Motivation: Counting molecules using next-generation sequencing (NGS) suffers from PCR amplification bias, which reduces the accuracy of many quantitative NGS-based experimental methods such as RNA-Seq. This is true even if molecules are made distinguishable using unique molecular identifiers (UMIs) before PCR amplification, and distinct UMIs are counted instead of reads: Molecules that are lost entirely during the sequencing process will still cause under-estimation of the molecule count, and amplification artifacts like PCR chimeras create phantom UMIs and thus cause over-estimation.
Results: gwpcR implements mechanistic model of PCR amplification that allows correction of both types of errors. In our paper we demonstrate that the model describes UMI-based NGS experiments well, and that using it to filter phantoms and correct for lost molecules considerably increases the accuracy of measured molecule counts over just counting the number of distinct UMIs.

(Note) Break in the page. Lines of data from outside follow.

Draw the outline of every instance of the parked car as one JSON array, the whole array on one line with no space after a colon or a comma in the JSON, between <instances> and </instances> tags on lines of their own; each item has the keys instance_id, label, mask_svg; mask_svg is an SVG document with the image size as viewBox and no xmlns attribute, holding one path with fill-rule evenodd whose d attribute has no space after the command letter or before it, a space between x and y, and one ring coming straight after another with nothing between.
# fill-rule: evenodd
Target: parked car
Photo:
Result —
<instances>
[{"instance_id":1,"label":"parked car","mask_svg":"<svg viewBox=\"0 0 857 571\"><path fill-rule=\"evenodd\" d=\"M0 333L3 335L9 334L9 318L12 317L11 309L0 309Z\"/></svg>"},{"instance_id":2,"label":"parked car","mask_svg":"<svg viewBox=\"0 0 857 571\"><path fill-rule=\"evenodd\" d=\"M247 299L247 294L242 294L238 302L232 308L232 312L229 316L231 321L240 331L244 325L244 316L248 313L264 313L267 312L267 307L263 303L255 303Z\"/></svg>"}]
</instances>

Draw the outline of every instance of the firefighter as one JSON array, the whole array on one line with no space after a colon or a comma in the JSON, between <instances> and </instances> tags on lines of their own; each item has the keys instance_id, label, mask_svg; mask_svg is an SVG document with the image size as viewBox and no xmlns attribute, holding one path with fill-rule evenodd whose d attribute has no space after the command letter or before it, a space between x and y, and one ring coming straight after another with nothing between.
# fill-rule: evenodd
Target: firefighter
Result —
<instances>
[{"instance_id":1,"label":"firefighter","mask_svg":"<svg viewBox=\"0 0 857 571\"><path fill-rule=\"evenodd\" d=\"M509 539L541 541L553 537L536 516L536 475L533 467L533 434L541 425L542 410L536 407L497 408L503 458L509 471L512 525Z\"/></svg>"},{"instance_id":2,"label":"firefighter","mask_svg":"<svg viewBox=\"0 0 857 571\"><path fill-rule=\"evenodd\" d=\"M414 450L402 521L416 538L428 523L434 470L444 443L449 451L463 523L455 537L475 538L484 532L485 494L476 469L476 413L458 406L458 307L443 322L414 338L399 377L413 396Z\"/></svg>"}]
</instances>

Using gwpcR: The easiest way to integrate our loss- and phantom-correction algorithm into your UMI pipeline is by using our command-line tool TRUmiCount (based on gwpcR
of course). TRUmiCount integrates with UMI-Tools, and allows you to get from a BAM file containing mapped reads to a per-gene count table already corrected for sequencing errors, amplification artifacts and lost molecules with a single command.
Using gwpcR directly: If your pipeline is already R-based, you might want to integrate gwpcR directly instead of using our command-line tool TRUmiCount. After installing the gwpcR package, see help(gwpcrpois.est)
and help(gwpcrpois.groupest)
.
If you're already using Conda, you can install TRUmiCount from the Bioconda channel by doing
conda install -c bioconda r-gwpcr
gwpcR can also be installed directly from this GitHub repository using R's devtools package.
install.packages("devtools")
devtools::install_github("Cibiv/gwpcR", ref="latest-release")
The implemented model is described in detail in our paper
Florian G. Pflug, Arndt von Haeseler. (2018). TRUmiCount: Correctly counting absolute numbers of molecules using unique molecular identifiers. Bioinformatics, DOI: https://doi.org/10.1093/bioinformatics/bty283.
gwpcR is free software: you can redistribute it and/or modify it under the terms of the GNU Affero General Public License as published by the Free Software Foundation, either version 3 of the License, or (at your option) any later version.
gwpcR is distributed in the hope that it will be useful, but WITHOUT ANY WARRANTY; without even the implied warranty of MERCHANTABILITY or FITNESS FOR A PARTICULAR PURPOSE. See the GNU Affero General Public License for more details.